Another consideration is to place computationally close values physically close, such as to be located in the same or adjacent cache lines.

Think of the UDT as a shipping container as opposed to the manifest of what is inside the container. The objectives could be prioritized:

1) speed of load/unload (performance)

2) packing density (size)

3) inspection ease (in logical descriptive order of the manifest).

Some may prioritize in a different order.

Jim Dempsey

Scott_Boyce · ‎03-30-2023

Thanks for the info.

Do you mean the number of bytes should be a power of two or array dimensions? I have read elsewhere that its best to have array dimensions divisible by 32. Give a power of two, then it would seem that a INT16 would be about the same as an INT32, which are both better than an INT8.

For the packing of a data type, does the ordering matter or do you mean its best to have the number of bytes be a power of 2?

For a lot of my data types, I tend to nest lots of vectors (1D arrays), would it be best to move vectors that are used together next to each other in the data type, for example an excerpt from https://code.usgs.gov/modflow/mf-owhm/-/blob/main/src/fmp/crop_data.f90#L40

type crop_prop
    integer:: n=z, id, ld
    !
    integer,         dimension(:,:),allocatable:: rc !(2,NCROP) defines row, col
    integer,         dimension(:),  allocatable:: t_concept !0 - no t, 1 root pressure, 2 linear uptake, 3 no anoxia
    !
    double precision,dimension(:),  allocatable:: root
    double precision,dimension(:),  allocatable:: frac
    !
    double precision,dimension(:),  allocatable:: kc
    double precision,dimension(:),  allocatable:: cf
    double precision,dimension(:),  allocatable:: cu
    !
    double precision,dimension(:),  allocatable:: ftr  
    double precision,dimension(:),  allocatable:: fei
    !
    double precision,dimension(:),  allocatable:: demand
end type

The components that are operated together a lot should be closer (such as, cu = kc + cf). Also, the arrays are usually all dimensioned the same length, so would it improve speed if I insure they are padded to the nearest power of 2 or divisible by 32. The dimension can get quite large dependent on the region simulated (say around 10 to 20 million per array).

Steve_Lionel · ‎03-30-2023

Ideally you want each member of a derived type to be "naturally aligned" - at an offset that is a multiple of its size. But when you have pointer and allocatable components, what's in the type is the descriptor, so the type is not relevant. You should try to have these at offsets that are multiples of eight bytes. However, the Intel compiler will, in the absence of SEQUENCE, add padding as needed.

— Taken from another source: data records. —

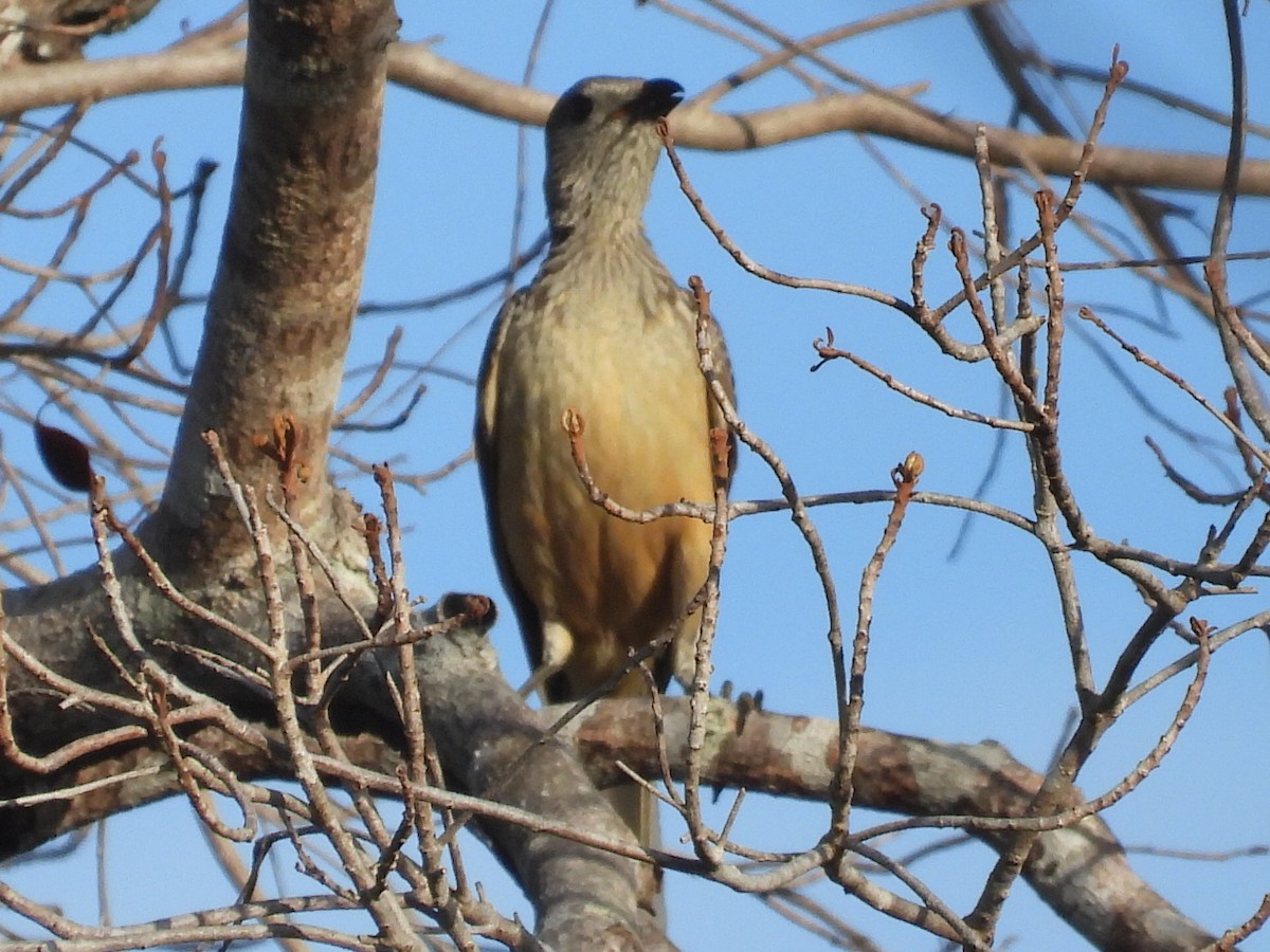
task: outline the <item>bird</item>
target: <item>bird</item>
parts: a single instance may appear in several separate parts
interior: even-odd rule
[[[697,307],[644,228],[662,140],[657,123],[682,100],[668,79],[592,76],[566,90],[546,122],[549,245],[536,277],[490,330],[478,378],[476,459],[491,546],[533,670],[550,703],[603,685],[668,631],[709,571],[711,526],[688,517],[622,520],[587,493],[561,428],[584,420],[596,485],[645,509],[710,504],[735,466],[729,434],[716,477],[710,435],[728,433],[698,369]],[[715,321],[709,347],[734,400],[732,363]],[[665,689],[688,685],[700,612],[654,664]],[[617,697],[646,697],[640,671]],[[655,802],[627,784],[610,791],[645,845]]]

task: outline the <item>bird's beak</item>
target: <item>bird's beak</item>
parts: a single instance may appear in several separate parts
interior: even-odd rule
[[[615,110],[630,122],[657,122],[683,100],[683,86],[674,80],[648,80],[644,88],[626,105]]]

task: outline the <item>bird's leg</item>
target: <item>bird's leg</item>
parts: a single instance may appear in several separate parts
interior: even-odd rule
[[[547,701],[542,688],[552,675],[559,674],[573,654],[573,635],[560,622],[542,623],[542,661],[535,669],[530,679],[521,685],[521,697],[528,698],[535,691],[542,693],[542,702]]]

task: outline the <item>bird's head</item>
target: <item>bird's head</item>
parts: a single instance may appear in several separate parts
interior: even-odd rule
[[[657,122],[682,94],[667,79],[592,76],[556,100],[546,126],[552,232],[640,227],[662,146]]]

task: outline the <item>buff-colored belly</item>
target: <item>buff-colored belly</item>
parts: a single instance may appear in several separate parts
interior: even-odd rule
[[[691,317],[579,316],[513,326],[502,359],[503,537],[544,623],[560,622],[572,635],[564,670],[574,692],[587,691],[621,665],[629,647],[660,635],[696,594],[710,527],[682,517],[635,524],[594,505],[561,416],[574,410],[583,418],[592,476],[622,505],[709,503],[710,424]]]

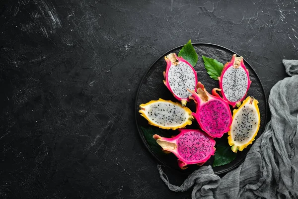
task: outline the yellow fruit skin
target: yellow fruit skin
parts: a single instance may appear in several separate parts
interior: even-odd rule
[[[187,112],[187,113],[189,115],[189,118],[188,118],[188,119],[187,120],[186,120],[186,121],[185,122],[184,122],[183,124],[181,124],[181,125],[180,125],[179,126],[177,126],[164,127],[163,126],[160,126],[157,124],[152,122],[152,121],[150,120],[150,119],[148,118],[148,117],[147,116],[147,115],[146,115],[146,114],[145,113],[145,107],[146,107],[148,105],[149,105],[151,103],[154,103],[156,102],[160,102],[160,101],[169,102],[174,105],[178,105],[178,106],[181,107],[181,108],[183,108],[185,110],[186,112]],[[142,104],[140,104],[140,109],[139,111],[139,112],[141,113],[141,115],[142,116],[143,116],[143,117],[144,117],[147,120],[148,120],[148,123],[149,123],[149,124],[151,125],[152,126],[157,126],[159,128],[162,128],[163,129],[176,130],[178,128],[183,128],[183,127],[185,127],[185,126],[186,126],[187,125],[190,125],[192,123],[192,121],[190,120],[190,119],[191,118],[191,117],[192,117],[191,116],[191,113],[192,113],[191,110],[190,110],[190,109],[189,108],[188,108],[187,107],[182,106],[181,103],[180,103],[179,102],[174,102],[171,101],[170,100],[162,100],[161,99],[159,99],[158,100],[152,100],[149,101],[148,103],[142,103]]]
[[[258,118],[259,118],[258,127],[256,130],[256,132],[254,133],[254,135],[252,136],[250,140],[249,140],[248,142],[247,142],[246,143],[245,143],[242,145],[236,145],[236,143],[234,143],[234,140],[233,140],[233,139],[232,139],[231,131],[230,131],[227,132],[228,135],[228,137],[227,137],[227,139],[228,141],[228,144],[232,147],[232,148],[231,148],[232,151],[233,151],[233,152],[234,152],[234,153],[237,153],[237,151],[238,150],[239,150],[240,151],[242,151],[244,149],[246,148],[247,147],[247,146],[248,146],[249,145],[251,144],[252,143],[252,142],[255,140],[254,138],[257,136],[257,134],[258,134],[258,132],[259,131],[259,129],[260,128],[260,122],[261,122],[261,117],[260,115],[260,110],[259,110],[259,106],[258,106],[258,103],[259,103],[259,102],[258,101],[258,100],[257,100],[254,99],[253,97],[248,97],[243,101],[242,104],[241,105],[241,106],[240,106],[239,108],[238,108],[237,109],[234,109],[233,110],[233,116],[232,116],[232,118],[233,121],[234,121],[234,117],[235,117],[235,115],[236,115],[236,113],[237,113],[237,112],[238,112],[238,111],[239,111],[239,110],[240,110],[242,108],[242,107],[247,103],[247,102],[248,102],[249,101],[250,101],[251,100],[252,100],[252,105],[253,105],[255,107],[255,109],[258,113]],[[233,123],[232,123],[232,124],[233,124]]]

In your example above, if we ignore the allocatable attributes, you have five 32-bit integers, so each of the following things will start misaligned at offset 20, which would not be good. If we include the allocatable attributes, then the descriptors start out misaligned in the absence of padding.

I suggest you research the concepts of "AOS vs. SOA" - that is, Array of Structures vs. Structures of Arrays. Depending on access pattern, one approach can be better than another.

jimdempseyatthecove · ‎03-30-2023

Allocatable arrays (allocatable scalars, allocatable UDT) are not inside the UDT, their array descriptor (or equiv of pointer) are there, their data come off the heap.

The alignments we were discussing relate to data elements contained inside the UDT.

The alignment of the allocatables "depends".

Default alignment is a characteristic of the heap manager. Minimally it would be the size of a pointer (4 or 8 bytes), however, usually it is two of these (iow a node header consisting of a pointer and size as intptr_t). Expect default of 16-byte, *** but this can differ ***

You can impose a desired alignment for allocatables (as well as local variables) through the use of an attribute. But please note that you cannot attribute alignment to non-alocatable components within a UDT as the UDT may or may not be aligned, or in the case of an array of UDT, the sizeof(UDT) might not be a multple of the largest desired item you desire to have alignment.

type yourUDT
  real(16) :: X  ! place largest here
  real(16) :: VecX(3) ! each element same sizeof as X
  real(8) :: Y   ! next largest here
  real(8) :: vecY(3,3)
  integer(8) :: i8
  real(4) :: R
  real(4) :: VecR(9)
  integer(4) :: i4
  logical(4) :: l4
  integer(2) :: i2
  logical(2) :: l2
  real(2) :: r2 ! if this is ever supported
  integer(1) :: i1
  logical(1) :: l1
  character(len=1234) :: buff
end type yourUDT

You can align a (stack) local UDT, a module UDT and a scalar allocatable UDT, an array of UDTs can only enforce alignment to the 1st element. The alignment of the remainder allocatable UDT's of the array depend on the sizeof(UDT). So you may need to count bytes and then add pad variable.

Also, you may want to arrange the variables, not only in descending size, but also keeping in mind of the computational locality to improve cache hit ratio.

type Body
  real(8) :: mass        ! keep these 7 variables together
  real(8) :: velocity(3) ! in the same cache line
  real(8) :: position(3) ! Note, acceleration in local variable
  real(8) :: somethingElse
  real(8) :: Omega(3)    ! Angular velocity vector in next cache line
  ...
end type Body

As to if that yields a tad better performance, you would need to run VTune to get the statistics.

Jim Dempsey